All three of these help me with direction in my writing. I grew up in Texas where my father worked in the oil field drilling wells all over south Texas. I spent my summer months during school break on the sites where Dad was drilling. This allowed me to meet and see many different types of people. Some were wealthy ranch owners and others were the cowboys who worked on the ranches. South Texas is a mixed-culture area where many Hispanics, mostly Mexican live along with the non-Mexicans. I try to keep that rich mixed culture as a central part of my stories. The people of Texas are a rare breed and very colorful bunch.
Nature is a vital part of the story lines. I write about places that I have actually visited when I was younger following my Dad in the oilfield. I got to see places from a different viewpoint. Not as a traveler looking through a windshield, but as a young adventurer carrying my trusty 22 rifle or 20 gauge Remington 870 pump action hunting rabbits, squirrels, quail, or dove. Most of what I gathered from the country was by foot and embedded into my memory.
I also find inspiration from God.
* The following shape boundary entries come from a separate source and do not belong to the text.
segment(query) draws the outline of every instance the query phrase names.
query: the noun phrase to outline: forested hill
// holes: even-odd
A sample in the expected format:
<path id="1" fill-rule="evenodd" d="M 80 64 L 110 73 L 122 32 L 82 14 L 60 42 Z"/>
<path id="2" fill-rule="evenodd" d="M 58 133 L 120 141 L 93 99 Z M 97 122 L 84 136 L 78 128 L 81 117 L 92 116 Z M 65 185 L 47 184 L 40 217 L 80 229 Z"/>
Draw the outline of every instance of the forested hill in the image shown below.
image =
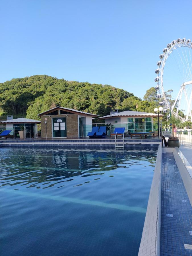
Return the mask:
<path id="1" fill-rule="evenodd" d="M 146 108 L 148 110 L 150 105 L 133 93 L 110 85 L 68 81 L 47 75 L 0 83 L 1 115 L 26 115 L 36 119 L 39 113 L 61 106 L 102 116 L 108 114 L 112 108 L 144 111 Z"/>

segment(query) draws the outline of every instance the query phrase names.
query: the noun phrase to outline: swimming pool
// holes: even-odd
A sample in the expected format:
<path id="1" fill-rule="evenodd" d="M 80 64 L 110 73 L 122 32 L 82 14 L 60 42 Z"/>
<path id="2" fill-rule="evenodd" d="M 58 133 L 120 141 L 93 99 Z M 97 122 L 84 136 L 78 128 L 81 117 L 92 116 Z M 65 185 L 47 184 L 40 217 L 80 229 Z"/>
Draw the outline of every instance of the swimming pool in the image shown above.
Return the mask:
<path id="1" fill-rule="evenodd" d="M 1 149 L 5 255 L 137 255 L 156 151 Z"/>

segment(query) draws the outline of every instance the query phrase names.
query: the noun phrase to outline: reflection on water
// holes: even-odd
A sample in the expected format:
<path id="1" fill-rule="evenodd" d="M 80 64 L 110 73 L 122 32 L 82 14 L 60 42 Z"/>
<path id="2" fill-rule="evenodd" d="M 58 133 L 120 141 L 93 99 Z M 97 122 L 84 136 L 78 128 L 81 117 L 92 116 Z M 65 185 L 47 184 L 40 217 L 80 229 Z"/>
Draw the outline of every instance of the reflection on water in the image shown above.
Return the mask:
<path id="1" fill-rule="evenodd" d="M 156 159 L 154 152 L 152 155 L 150 152 L 145 152 L 144 155 L 143 152 L 137 152 L 136 156 L 133 155 L 133 151 L 120 150 L 6 149 L 1 157 L 0 186 L 20 185 L 45 188 L 60 186 L 79 176 L 82 177 L 95 176 L 94 179 L 97 180 L 100 178 L 97 176 L 118 167 L 130 168 L 146 161 L 154 167 Z M 109 173 L 109 176 L 113 176 Z M 90 182 L 88 180 L 84 183 Z"/>
<path id="2" fill-rule="evenodd" d="M 137 255 L 156 153 L 1 148 L 0 255 Z"/>

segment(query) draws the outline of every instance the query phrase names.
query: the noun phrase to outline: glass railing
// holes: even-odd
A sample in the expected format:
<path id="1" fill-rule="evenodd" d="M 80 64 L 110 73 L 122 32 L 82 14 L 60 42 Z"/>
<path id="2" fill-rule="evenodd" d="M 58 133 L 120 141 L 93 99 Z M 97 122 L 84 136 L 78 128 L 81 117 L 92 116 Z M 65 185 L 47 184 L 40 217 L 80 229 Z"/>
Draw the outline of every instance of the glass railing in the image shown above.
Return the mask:
<path id="1" fill-rule="evenodd" d="M 95 126 L 106 126 L 107 132 L 106 136 L 110 136 L 111 133 L 114 132 L 116 128 L 125 128 L 125 133 L 126 136 L 130 136 L 131 133 L 134 133 L 155 131 L 158 133 L 157 122 L 143 121 L 102 123 L 83 125 L 83 137 L 87 137 L 88 133 L 91 132 L 93 127 Z"/>

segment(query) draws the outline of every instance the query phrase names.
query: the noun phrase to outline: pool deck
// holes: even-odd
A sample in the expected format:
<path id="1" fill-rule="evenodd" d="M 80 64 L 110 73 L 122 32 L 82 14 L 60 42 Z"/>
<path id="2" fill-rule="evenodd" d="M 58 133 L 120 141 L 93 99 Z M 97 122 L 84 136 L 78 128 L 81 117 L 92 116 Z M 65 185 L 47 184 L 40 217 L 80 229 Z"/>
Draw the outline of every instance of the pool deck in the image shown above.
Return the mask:
<path id="1" fill-rule="evenodd" d="M 181 148 L 159 146 L 139 256 L 192 256 L 192 146 Z"/>
<path id="2" fill-rule="evenodd" d="M 160 255 L 189 256 L 191 206 L 173 153 L 163 153 L 162 157 Z"/>
<path id="3" fill-rule="evenodd" d="M 139 149 L 157 150 L 162 140 L 157 137 L 150 137 L 145 139 L 131 139 L 127 137 L 124 139 L 120 137 L 115 141 L 114 138 L 89 139 L 82 138 L 55 138 L 47 139 L 4 139 L 0 140 L 0 147 L 74 147 L 90 148 L 100 147 L 104 148 L 115 148 L 118 146 L 130 150 Z"/>
<path id="4" fill-rule="evenodd" d="M 179 149 L 192 166 L 192 145 L 181 146 Z"/>

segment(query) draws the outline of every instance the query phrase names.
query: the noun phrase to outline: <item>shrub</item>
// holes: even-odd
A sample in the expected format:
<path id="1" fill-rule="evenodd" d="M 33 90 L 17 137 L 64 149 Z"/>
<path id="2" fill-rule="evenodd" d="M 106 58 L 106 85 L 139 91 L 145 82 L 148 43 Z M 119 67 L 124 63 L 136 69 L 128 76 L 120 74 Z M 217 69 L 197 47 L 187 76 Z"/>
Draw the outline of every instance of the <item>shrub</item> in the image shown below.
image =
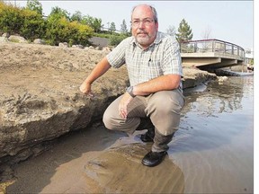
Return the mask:
<path id="1" fill-rule="evenodd" d="M 94 30 L 87 25 L 78 22 L 70 22 L 66 17 L 58 17 L 52 14 L 47 22 L 46 39 L 51 45 L 59 42 L 72 44 L 89 44 L 88 39 L 92 36 Z"/>
<path id="2" fill-rule="evenodd" d="M 127 38 L 126 35 L 120 35 L 120 36 L 115 36 L 112 35 L 110 37 L 109 39 L 109 44 L 111 46 L 117 46 L 118 44 L 120 44 L 121 41 L 122 41 L 125 38 Z"/>
<path id="3" fill-rule="evenodd" d="M 22 10 L 22 15 L 24 20 L 20 34 L 31 41 L 41 39 L 46 31 L 46 22 L 42 16 L 29 9 Z"/>
<path id="4" fill-rule="evenodd" d="M 24 18 L 20 8 L 0 2 L 0 31 L 19 34 L 23 22 Z"/>

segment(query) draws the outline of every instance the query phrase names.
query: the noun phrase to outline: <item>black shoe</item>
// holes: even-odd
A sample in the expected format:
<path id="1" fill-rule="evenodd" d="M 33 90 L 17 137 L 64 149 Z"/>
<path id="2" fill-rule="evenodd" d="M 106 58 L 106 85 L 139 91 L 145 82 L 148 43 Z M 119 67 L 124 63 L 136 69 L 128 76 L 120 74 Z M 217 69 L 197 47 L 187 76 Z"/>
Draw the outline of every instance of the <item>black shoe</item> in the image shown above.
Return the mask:
<path id="1" fill-rule="evenodd" d="M 147 153 L 142 159 L 142 163 L 144 165 L 153 167 L 158 165 L 167 154 L 167 152 L 152 152 Z"/>
<path id="2" fill-rule="evenodd" d="M 145 134 L 140 136 L 143 142 L 154 142 L 155 129 L 148 129 Z"/>

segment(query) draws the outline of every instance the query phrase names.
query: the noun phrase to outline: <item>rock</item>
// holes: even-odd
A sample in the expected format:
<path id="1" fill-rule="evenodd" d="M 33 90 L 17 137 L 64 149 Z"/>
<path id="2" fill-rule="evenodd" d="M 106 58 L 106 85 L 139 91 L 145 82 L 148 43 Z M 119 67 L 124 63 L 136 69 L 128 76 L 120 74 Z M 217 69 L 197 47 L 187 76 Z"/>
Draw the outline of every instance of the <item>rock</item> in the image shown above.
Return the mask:
<path id="1" fill-rule="evenodd" d="M 8 40 L 9 41 L 12 41 L 12 42 L 28 43 L 28 41 L 23 37 L 16 36 L 16 35 L 11 35 L 8 38 Z"/>
<path id="2" fill-rule="evenodd" d="M 36 40 L 34 40 L 33 43 L 34 43 L 34 44 L 43 44 L 43 45 L 46 44 L 46 42 L 45 42 L 43 40 L 41 40 L 41 39 L 36 39 Z"/>
<path id="3" fill-rule="evenodd" d="M 0 37 L 0 42 L 8 42 L 8 39 L 6 37 Z"/>
<path id="4" fill-rule="evenodd" d="M 111 68 L 93 84 L 94 97 L 80 93 L 109 51 L 0 44 L 0 166 L 39 154 L 45 142 L 70 131 L 87 129 L 129 84 L 125 67 Z M 214 77 L 192 68 L 183 74 L 184 88 Z"/>
<path id="5" fill-rule="evenodd" d="M 5 38 L 9 38 L 10 37 L 10 33 L 5 32 L 2 35 L 2 37 L 5 37 Z"/>
<path id="6" fill-rule="evenodd" d="M 68 44 L 67 42 L 59 42 L 58 47 L 68 48 Z"/>

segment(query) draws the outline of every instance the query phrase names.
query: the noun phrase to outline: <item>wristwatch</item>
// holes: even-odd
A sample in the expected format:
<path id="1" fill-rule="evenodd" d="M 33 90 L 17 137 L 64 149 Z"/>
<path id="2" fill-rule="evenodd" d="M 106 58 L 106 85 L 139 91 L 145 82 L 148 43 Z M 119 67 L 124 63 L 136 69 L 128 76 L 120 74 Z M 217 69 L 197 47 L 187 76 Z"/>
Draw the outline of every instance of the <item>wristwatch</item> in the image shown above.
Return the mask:
<path id="1" fill-rule="evenodd" d="M 136 95 L 134 95 L 134 93 L 133 93 L 133 86 L 132 85 L 130 85 L 130 87 L 128 87 L 127 89 L 126 89 L 126 92 L 132 97 L 132 98 L 134 98 Z"/>

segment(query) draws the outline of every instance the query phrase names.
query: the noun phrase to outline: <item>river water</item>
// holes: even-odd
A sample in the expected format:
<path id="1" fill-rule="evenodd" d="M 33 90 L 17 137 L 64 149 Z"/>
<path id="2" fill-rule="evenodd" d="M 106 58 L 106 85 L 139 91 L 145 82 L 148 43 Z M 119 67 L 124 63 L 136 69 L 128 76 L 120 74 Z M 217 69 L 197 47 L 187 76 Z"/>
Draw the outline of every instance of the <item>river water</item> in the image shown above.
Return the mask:
<path id="1" fill-rule="evenodd" d="M 254 77 L 201 90 L 184 92 L 180 128 L 160 165 L 140 163 L 151 147 L 139 140 L 144 131 L 126 137 L 100 124 L 20 163 L 7 192 L 253 193 Z"/>

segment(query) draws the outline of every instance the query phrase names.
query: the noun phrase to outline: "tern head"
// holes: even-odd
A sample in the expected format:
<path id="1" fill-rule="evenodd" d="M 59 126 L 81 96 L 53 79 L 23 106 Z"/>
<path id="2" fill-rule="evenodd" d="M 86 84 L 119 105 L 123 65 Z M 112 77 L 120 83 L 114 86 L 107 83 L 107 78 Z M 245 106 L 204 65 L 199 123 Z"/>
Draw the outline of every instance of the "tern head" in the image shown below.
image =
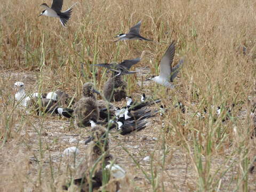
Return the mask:
<path id="1" fill-rule="evenodd" d="M 41 13 L 38 15 L 38 17 L 42 16 L 42 15 L 45 15 L 46 14 L 46 10 L 43 10 Z"/>
<path id="2" fill-rule="evenodd" d="M 91 126 L 92 128 L 94 128 L 96 126 L 97 126 L 97 121 L 94 118 L 91 118 L 90 120 L 90 123 L 91 123 Z"/>
<path id="3" fill-rule="evenodd" d="M 20 90 L 23 90 L 25 89 L 24 83 L 21 82 L 17 82 L 14 83 L 14 88 L 15 91 L 19 92 Z"/>
<path id="4" fill-rule="evenodd" d="M 115 38 L 123 37 L 124 37 L 125 35 L 126 35 L 125 34 L 119 34 L 118 35 L 117 35 L 116 36 L 115 36 L 114 37 L 115 37 Z"/>
<path id="5" fill-rule="evenodd" d="M 50 92 L 47 94 L 46 99 L 51 99 L 52 100 L 58 100 L 58 94 L 54 92 Z"/>
<path id="6" fill-rule="evenodd" d="M 147 78 L 147 79 L 146 79 L 145 81 L 149 81 L 149 80 L 153 80 L 155 77 L 156 77 L 156 75 L 153 75 L 153 76 Z"/>
<path id="7" fill-rule="evenodd" d="M 146 95 L 145 93 L 143 93 L 141 95 L 141 102 L 144 102 L 146 100 Z"/>
<path id="8" fill-rule="evenodd" d="M 123 122 L 121 121 L 118 121 L 116 123 L 118 125 L 118 130 L 121 129 L 121 126 L 123 125 Z"/>
<path id="9" fill-rule="evenodd" d="M 132 97 L 126 97 L 126 105 L 127 106 L 130 106 L 131 103 L 132 102 Z"/>
<path id="10" fill-rule="evenodd" d="M 85 97 L 94 97 L 93 93 L 96 93 L 100 94 L 100 92 L 94 89 L 93 84 L 92 83 L 86 83 L 83 86 L 83 96 Z"/>

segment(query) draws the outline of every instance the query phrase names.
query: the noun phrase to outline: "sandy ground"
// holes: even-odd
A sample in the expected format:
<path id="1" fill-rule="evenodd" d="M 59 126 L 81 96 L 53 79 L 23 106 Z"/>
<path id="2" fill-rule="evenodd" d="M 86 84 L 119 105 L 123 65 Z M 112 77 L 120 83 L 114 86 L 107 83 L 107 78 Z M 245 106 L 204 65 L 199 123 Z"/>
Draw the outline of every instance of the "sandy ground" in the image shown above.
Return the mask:
<path id="1" fill-rule="evenodd" d="M 143 75 L 149 72 L 148 69 L 139 68 L 137 70 L 140 71 L 138 74 Z M 36 85 L 36 77 L 33 73 L 6 71 L 2 73 L 1 77 L 3 82 L 11 81 L 11 84 L 19 79 L 25 83 L 27 91 L 35 91 L 33 87 Z M 140 78 L 141 77 L 139 77 L 138 79 Z M 138 82 L 140 83 L 140 81 Z M 12 89 L 10 87 L 10 90 Z M 134 96 L 134 98 L 138 96 L 138 99 L 139 99 L 139 94 Z M 118 104 L 122 105 L 124 102 Z M 150 108 L 156 109 L 156 107 L 153 106 Z M 190 157 L 188 155 L 187 150 L 182 145 L 166 143 L 165 149 L 168 152 L 165 157 L 165 166 L 163 169 L 162 167 L 164 146 L 163 130 L 161 125 L 162 120 L 157 115 L 148 120 L 146 129 L 137 133 L 134 136 L 130 137 L 129 141 L 125 141 L 123 137 L 117 133 L 112 134 L 110 137 L 111 153 L 116 157 L 118 164 L 126 171 L 130 187 L 134 191 L 151 191 L 153 189 L 130 155 L 134 157 L 139 164 L 140 169 L 145 171 L 149 178 L 152 177 L 151 172 L 157 173 L 155 177 L 158 179 L 158 185 L 161 187 L 159 189 L 162 189 L 163 185 L 166 191 L 196 190 L 198 182 L 197 174 Z M 25 115 L 23 119 L 17 121 L 16 127 L 16 134 L 13 135 L 13 139 L 8 140 L 0 149 L 0 163 L 5 165 L 3 174 L 7 180 L 17 179 L 20 178 L 20 175 L 25 177 L 21 181 L 17 181 L 22 183 L 24 191 L 46 191 L 38 188 L 38 178 L 40 174 L 43 175 L 43 186 L 45 187 L 44 189 L 52 189 L 50 174 L 51 167 L 55 175 L 61 175 L 63 173 L 67 173 L 67 165 L 74 170 L 83 158 L 90 155 L 85 154 L 87 146 L 85 146 L 83 142 L 88 136 L 85 130 L 74 128 L 67 119 L 60 118 L 57 116 L 47 115 L 43 118 L 34 114 Z M 41 131 L 40 137 L 37 133 L 39 130 Z M 76 141 L 70 143 L 70 141 L 74 140 L 73 139 L 75 139 Z M 41 144 L 39 143 L 40 140 Z M 62 155 L 66 148 L 73 146 L 77 146 L 79 150 L 75 163 L 74 158 L 67 158 Z M 43 154 L 40 154 L 40 147 L 43 151 Z M 128 149 L 130 155 L 123 150 L 123 148 Z M 191 153 L 190 155 L 193 156 L 193 152 Z M 40 157 L 41 155 L 42 158 Z M 239 165 L 236 163 L 236 158 L 229 159 L 229 155 L 228 147 L 227 147 L 222 154 L 215 155 L 212 158 L 210 172 L 213 175 L 220 169 L 229 167 L 222 177 L 218 191 L 235 190 L 234 186 L 237 182 L 237 177 L 241 177 L 238 176 Z M 204 157 L 202 157 L 204 158 Z M 41 161 L 39 162 L 39 159 Z M 150 166 L 150 164 L 152 166 Z M 153 170 L 150 169 L 151 167 Z M 18 173 L 15 173 L 15 170 L 18 170 Z M 256 190 L 256 185 L 254 182 L 254 176 L 250 175 L 250 177 L 249 190 L 253 191 Z M 1 182 L 4 191 L 13 190 L 12 187 L 6 187 L 8 182 L 6 182 L 6 180 L 5 181 Z M 15 182 L 15 179 L 11 181 L 13 186 L 15 186 L 14 183 L 17 184 Z M 61 182 L 61 179 L 55 179 L 54 183 L 59 186 Z M 217 185 L 215 189 L 218 188 Z M 209 190 L 212 190 L 213 189 L 209 189 Z M 159 189 L 159 191 L 161 190 Z M 126 189 L 123 191 L 125 191 Z"/>

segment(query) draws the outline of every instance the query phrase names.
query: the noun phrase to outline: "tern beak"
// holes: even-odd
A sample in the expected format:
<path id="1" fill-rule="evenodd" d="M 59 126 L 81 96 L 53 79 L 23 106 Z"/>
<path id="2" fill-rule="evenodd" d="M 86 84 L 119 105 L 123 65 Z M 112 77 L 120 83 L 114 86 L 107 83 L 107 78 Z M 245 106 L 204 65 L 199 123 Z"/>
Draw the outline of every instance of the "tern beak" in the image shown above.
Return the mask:
<path id="1" fill-rule="evenodd" d="M 92 91 L 93 92 L 93 93 L 97 93 L 98 94 L 100 94 L 100 93 L 97 90 L 92 90 Z"/>
<path id="2" fill-rule="evenodd" d="M 92 141 L 93 140 L 93 137 L 92 137 L 92 136 L 90 136 L 89 139 L 88 139 L 87 140 L 86 140 L 84 142 L 84 145 L 86 145 L 87 143 L 89 143 L 89 142 Z"/>

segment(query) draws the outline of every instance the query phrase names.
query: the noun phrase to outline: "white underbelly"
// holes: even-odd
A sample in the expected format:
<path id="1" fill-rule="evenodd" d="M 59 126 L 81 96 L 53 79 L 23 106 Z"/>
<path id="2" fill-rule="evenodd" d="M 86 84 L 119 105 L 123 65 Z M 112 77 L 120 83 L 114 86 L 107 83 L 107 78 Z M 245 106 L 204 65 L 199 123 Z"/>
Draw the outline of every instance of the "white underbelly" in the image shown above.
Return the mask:
<path id="1" fill-rule="evenodd" d="M 52 9 L 49 9 L 45 11 L 45 15 L 51 17 L 59 17 L 56 12 Z"/>
<path id="2" fill-rule="evenodd" d="M 155 82 L 161 85 L 162 85 L 164 86 L 166 86 L 171 89 L 173 89 L 174 87 L 173 85 L 172 85 L 170 82 L 169 82 L 166 79 L 161 78 L 159 76 L 155 77 L 154 78 L 153 78 L 153 79 Z"/>

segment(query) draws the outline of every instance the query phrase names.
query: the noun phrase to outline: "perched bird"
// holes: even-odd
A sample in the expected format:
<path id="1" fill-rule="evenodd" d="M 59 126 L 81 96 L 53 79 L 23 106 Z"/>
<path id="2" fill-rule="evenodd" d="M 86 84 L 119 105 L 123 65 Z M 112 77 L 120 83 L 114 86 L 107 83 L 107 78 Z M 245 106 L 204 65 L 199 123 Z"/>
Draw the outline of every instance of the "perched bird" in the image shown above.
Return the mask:
<path id="1" fill-rule="evenodd" d="M 129 32 L 127 34 L 121 34 L 116 36 L 115 38 L 119 38 L 118 39 L 115 41 L 115 42 L 117 42 L 118 41 L 123 40 L 132 40 L 132 39 L 139 39 L 139 40 L 145 40 L 153 41 L 152 40 L 147 39 L 145 37 L 143 37 L 140 35 L 140 26 L 141 25 L 141 21 L 139 21 L 139 22 L 136 24 L 135 26 L 132 27 L 130 29 Z"/>
<path id="2" fill-rule="evenodd" d="M 67 108 L 56 107 L 54 109 L 54 112 L 56 114 L 63 116 L 67 118 L 73 117 L 74 110 Z"/>
<path id="3" fill-rule="evenodd" d="M 119 76 L 120 75 L 131 74 L 135 73 L 136 71 L 131 71 L 129 70 L 133 65 L 137 64 L 140 61 L 140 58 L 137 58 L 134 59 L 126 59 L 119 63 L 113 62 L 110 63 L 94 64 L 94 66 L 108 68 L 114 72 L 116 72 L 117 74 L 116 75 Z"/>
<path id="4" fill-rule="evenodd" d="M 17 101 L 20 106 L 22 107 L 29 107 L 32 100 L 37 100 L 39 97 L 38 93 L 34 93 L 31 94 L 26 94 L 25 92 L 25 86 L 23 83 L 17 82 L 14 83 L 15 99 Z M 42 94 L 41 98 L 45 98 L 45 94 Z"/>
<path id="5" fill-rule="evenodd" d="M 144 95 L 144 96 L 143 96 Z M 146 100 L 146 95 L 145 93 L 141 96 L 141 101 L 142 101 L 142 98 L 143 101 L 142 101 L 140 103 L 137 103 L 137 102 L 133 102 L 131 97 L 126 97 L 126 105 L 127 107 L 132 110 L 137 110 L 139 109 L 142 108 L 142 107 L 146 106 L 150 106 L 155 103 L 157 103 L 161 101 L 161 99 L 156 99 L 155 100 L 150 101 L 148 99 L 148 101 Z"/>
<path id="6" fill-rule="evenodd" d="M 63 0 L 52 0 L 52 6 L 49 6 L 46 3 L 43 3 L 42 7 L 45 9 L 41 14 L 38 17 L 41 15 L 45 15 L 51 17 L 59 18 L 60 19 L 61 25 L 66 27 L 66 25 L 68 21 L 70 19 L 71 13 L 72 13 L 72 9 L 77 3 L 73 4 L 70 8 L 63 12 L 61 12 L 61 9 L 62 7 Z"/>
<path id="7" fill-rule="evenodd" d="M 54 92 L 50 92 L 47 93 L 46 99 L 51 99 L 54 101 L 58 101 L 58 94 Z"/>
<path id="8" fill-rule="evenodd" d="M 152 113 L 151 112 L 151 110 L 150 109 L 146 110 L 143 109 L 140 109 L 140 110 L 136 110 L 132 113 L 131 113 L 131 109 L 129 109 L 126 107 L 125 111 L 124 112 L 124 119 L 125 120 L 129 119 L 129 121 L 141 120 L 153 117 L 156 114 L 157 112 L 157 111 L 156 111 L 154 113 Z M 119 119 L 122 119 L 122 118 L 119 118 Z"/>
<path id="9" fill-rule="evenodd" d="M 126 136 L 128 136 L 129 140 L 129 137 L 130 135 L 134 135 L 138 131 L 146 128 L 147 122 L 145 119 L 137 121 L 119 120 L 117 121 L 117 124 L 118 125 L 118 132 L 120 134 L 125 136 L 124 139 L 125 140 Z"/>
<path id="10" fill-rule="evenodd" d="M 75 103 L 75 101 L 69 97 L 68 94 L 61 90 L 57 90 L 54 92 L 49 92 L 47 94 L 46 99 L 57 101 L 60 107 L 68 105 L 71 100 L 71 104 Z"/>
<path id="11" fill-rule="evenodd" d="M 79 127 L 90 126 L 90 119 L 99 119 L 99 110 L 94 93 L 100 93 L 94 89 L 93 84 L 86 83 L 83 86 L 82 98 L 75 105 L 74 115 Z"/>
<path id="12" fill-rule="evenodd" d="M 122 78 L 122 75 L 130 74 L 131 67 L 139 62 L 140 58 L 125 60 L 119 64 L 96 64 L 98 67 L 108 68 L 113 70 L 113 75 L 106 82 L 103 88 L 103 94 L 108 101 L 119 101 L 126 97 L 127 83 Z M 134 71 L 133 71 L 134 72 Z"/>
<path id="13" fill-rule="evenodd" d="M 167 49 L 165 54 L 160 61 L 160 73 L 158 76 L 153 76 L 146 81 L 153 80 L 156 83 L 170 89 L 174 89 L 171 83 L 178 75 L 179 71 L 184 62 L 180 60 L 178 64 L 172 67 L 172 64 L 175 54 L 175 41 L 173 41 Z"/>
<path id="14" fill-rule="evenodd" d="M 116 122 L 111 119 L 110 119 L 108 122 L 106 122 L 101 121 L 97 121 L 96 119 L 92 118 L 90 120 L 90 123 L 91 123 L 91 127 L 92 128 L 94 128 L 97 126 L 101 125 L 106 127 L 108 127 L 108 126 L 109 126 L 109 129 L 110 130 L 117 127 L 117 125 L 116 124 Z"/>
<path id="15" fill-rule="evenodd" d="M 26 94 L 24 83 L 17 82 L 14 83 L 15 100 L 23 107 L 27 106 Z"/>
<path id="16" fill-rule="evenodd" d="M 118 165 L 113 163 L 114 157 L 109 154 L 109 141 L 106 131 L 106 129 L 97 125 L 92 129 L 92 135 L 85 141 L 85 144 L 93 141 L 86 153 L 89 155 L 80 164 L 77 168 L 78 177 L 71 182 L 79 187 L 81 191 L 89 191 L 90 187 L 92 190 L 100 187 L 102 185 L 103 171 L 107 171 L 110 175 L 110 178 L 105 179 L 109 182 L 108 185 L 114 185 L 115 188 L 114 191 L 117 191 L 120 189 L 118 181 L 112 183 L 109 182 L 111 178 L 123 178 L 125 171 Z M 90 177 L 90 175 L 92 177 Z M 68 190 L 70 187 L 68 184 L 62 188 Z"/>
Most of the stories about the old west depicted Christians in a different light, usually weak or morally unfit.
The westward expansion was also an expansion of families moving west and they brought with them their love for God. Most towns that sprung up during this time started with similar building needs. First came a general store then a saloon. Following these came a Church and a school.
The Texas Rangers were re-formed after the Civil War and their main concerns were raiding Comanche and Kiowa, along with an assortment of bandits. Their main task was to protect the families of Texas, of whom many were God fearing people seeking to find their place in the world.
I don’t write from a preachy standpoint but rather from people who have convictions and are struggling in life. I also write so I don’t have to explain to my grandchildren what all those ugly scenes are.
On a few occasions the inspiration comes from a suggested topic or a thought that springs up. A friend suggested that a good story might be about a young boy who is cut off from his family and discovers that he has the uncanny innate ability of a fast draw and a deadly shot, so from that came “Viejo and the Lost Child.” Another one was a phrase that ran through my head for a while. It was a cry that was never heard and out of that came, “The Cry Never Heard.”
Do you write from your head, your heart, or your gut?
I begin with my heart. I want my reader to cry with the characters, laugh with them when they make mistakes or just have fun, and be awed at the wonders of the Texas scenery painted with words. The analytical side of me is concerned with sentence structure, flow, and all the other techniques involved in developing a story. I also like to include what I call a “Got You” moment, where the reader is caught off guard from an action, which is more of gut feeling than analytical.
How much time a day do you spend writing?
My goal since retirement was to spend three to four hours a day in composing, but since last October I have had several health issues and have not been able to maintain the schedule. I am now on the mend and plan to continue writing with the goal of completing two to three books a year.
It is not like I spend three to four hours composing then forget about writing. I spend the other hours either thinking through a scene or allowing my subconscious to work out tough parts of connecting the story.
I am blessed with an ability to stop writing, place the piece down, and return the next day or the next week to start where I left off. A lot of writers are compelled to write a complete chapter before they quit for the day but I don’t even have to complete the paragraph. I think this was a skill learned in sermon preparation over the past 40 years while having to handle all the important interruptions of the day.